Our culture in America predominantly teaches us to live a performance-oriented life. We are rewarded for doing right and punished for doing wrong from the time that we start scooting around on the floor on our own . We enter school and the first thing we are handed is the school manual, which lays out all of the rules that we must abide by. We enter the working world and get promoted for performing well and reprimanded for performing poorly.
I’m a retired Army guy so I understand rules and performing to a given standard. In fact, I do well in a structured environment where the standards are clear. I’m not against rules or the expectation that we should live our lives as law-abiding citizens and serve with excellence by doing our best. There is certainly nothing wrong with performing at our best. Performance itself is not the matter in question, but the motive of the heart behind the performance.

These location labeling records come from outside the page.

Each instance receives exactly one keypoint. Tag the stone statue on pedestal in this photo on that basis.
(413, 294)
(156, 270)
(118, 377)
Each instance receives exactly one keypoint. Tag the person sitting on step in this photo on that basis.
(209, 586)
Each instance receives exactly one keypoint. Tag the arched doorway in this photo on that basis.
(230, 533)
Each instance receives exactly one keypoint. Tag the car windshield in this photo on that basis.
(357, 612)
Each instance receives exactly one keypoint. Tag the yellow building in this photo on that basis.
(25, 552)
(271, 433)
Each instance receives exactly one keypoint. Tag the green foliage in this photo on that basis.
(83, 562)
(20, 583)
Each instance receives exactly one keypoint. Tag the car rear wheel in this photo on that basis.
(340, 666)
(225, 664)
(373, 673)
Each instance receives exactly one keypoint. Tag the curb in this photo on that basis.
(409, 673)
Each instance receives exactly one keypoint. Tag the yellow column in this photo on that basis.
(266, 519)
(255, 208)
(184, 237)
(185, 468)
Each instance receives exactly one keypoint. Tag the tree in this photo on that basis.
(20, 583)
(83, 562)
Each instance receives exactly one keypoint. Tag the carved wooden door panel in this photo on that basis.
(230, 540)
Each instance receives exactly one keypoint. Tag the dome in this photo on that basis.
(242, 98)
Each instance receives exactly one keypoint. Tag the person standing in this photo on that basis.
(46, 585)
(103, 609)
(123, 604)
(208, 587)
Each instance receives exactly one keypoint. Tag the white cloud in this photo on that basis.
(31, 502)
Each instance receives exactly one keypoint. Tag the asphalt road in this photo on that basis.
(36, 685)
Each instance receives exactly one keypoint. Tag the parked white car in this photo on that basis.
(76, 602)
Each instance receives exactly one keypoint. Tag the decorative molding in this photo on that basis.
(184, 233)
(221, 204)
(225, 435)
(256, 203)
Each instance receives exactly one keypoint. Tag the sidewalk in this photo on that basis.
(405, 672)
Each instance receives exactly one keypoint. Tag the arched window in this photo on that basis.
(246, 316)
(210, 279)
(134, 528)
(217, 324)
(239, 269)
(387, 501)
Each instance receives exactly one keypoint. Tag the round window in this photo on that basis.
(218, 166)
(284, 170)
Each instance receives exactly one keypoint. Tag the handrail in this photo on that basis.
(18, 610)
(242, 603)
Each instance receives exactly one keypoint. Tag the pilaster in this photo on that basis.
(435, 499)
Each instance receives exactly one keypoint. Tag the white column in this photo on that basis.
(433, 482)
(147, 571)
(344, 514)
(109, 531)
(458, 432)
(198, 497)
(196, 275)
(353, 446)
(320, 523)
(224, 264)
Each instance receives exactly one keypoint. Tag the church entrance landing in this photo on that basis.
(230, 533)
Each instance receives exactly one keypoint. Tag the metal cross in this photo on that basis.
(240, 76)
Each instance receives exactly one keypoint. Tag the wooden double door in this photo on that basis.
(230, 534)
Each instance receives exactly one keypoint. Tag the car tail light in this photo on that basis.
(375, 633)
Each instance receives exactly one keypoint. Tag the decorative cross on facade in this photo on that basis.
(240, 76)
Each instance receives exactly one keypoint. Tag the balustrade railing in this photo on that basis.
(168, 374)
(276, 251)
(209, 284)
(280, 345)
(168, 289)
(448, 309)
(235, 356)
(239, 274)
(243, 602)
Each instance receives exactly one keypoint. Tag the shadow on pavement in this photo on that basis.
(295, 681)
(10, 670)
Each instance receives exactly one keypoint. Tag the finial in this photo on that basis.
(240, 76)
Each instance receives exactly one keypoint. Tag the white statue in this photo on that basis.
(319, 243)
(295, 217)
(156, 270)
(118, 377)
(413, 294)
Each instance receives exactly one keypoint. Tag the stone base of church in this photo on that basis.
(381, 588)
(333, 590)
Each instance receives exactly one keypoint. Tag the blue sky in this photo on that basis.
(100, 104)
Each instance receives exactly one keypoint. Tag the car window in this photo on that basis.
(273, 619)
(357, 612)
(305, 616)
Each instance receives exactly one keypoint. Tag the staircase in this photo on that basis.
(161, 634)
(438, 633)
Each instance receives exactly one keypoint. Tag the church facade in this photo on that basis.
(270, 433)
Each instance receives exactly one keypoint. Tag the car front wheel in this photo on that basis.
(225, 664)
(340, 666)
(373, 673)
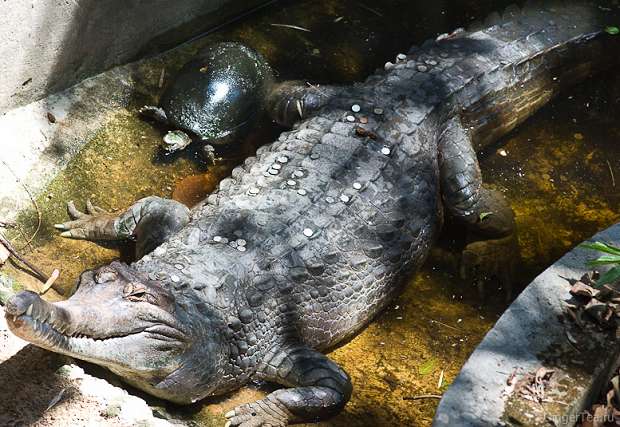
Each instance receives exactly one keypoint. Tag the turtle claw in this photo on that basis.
(176, 140)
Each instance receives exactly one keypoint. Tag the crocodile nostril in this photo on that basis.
(21, 303)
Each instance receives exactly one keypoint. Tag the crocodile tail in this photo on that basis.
(536, 11)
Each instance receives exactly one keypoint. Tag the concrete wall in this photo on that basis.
(48, 45)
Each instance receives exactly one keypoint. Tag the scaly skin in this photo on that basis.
(332, 218)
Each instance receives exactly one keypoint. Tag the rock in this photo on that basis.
(530, 335)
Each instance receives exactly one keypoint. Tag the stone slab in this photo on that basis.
(532, 334)
(49, 45)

I think one of the most difficult theological concepts to live out in our lives is God’s grace. It’s not necessarily that we lack understanding of God’s grace as much as we lack the application of His grace upon our lives. Most people who have genuinely put their faith in Christ know what it means to receive unmerited favor from God. I hear people say all the time, “I just don’t feel like I deserve the love and forgiveness that God has shown me.” I often respond, “you don’t, neither do I and that’s the point.”
The point of God’s grace is that we do not have to earn His favor!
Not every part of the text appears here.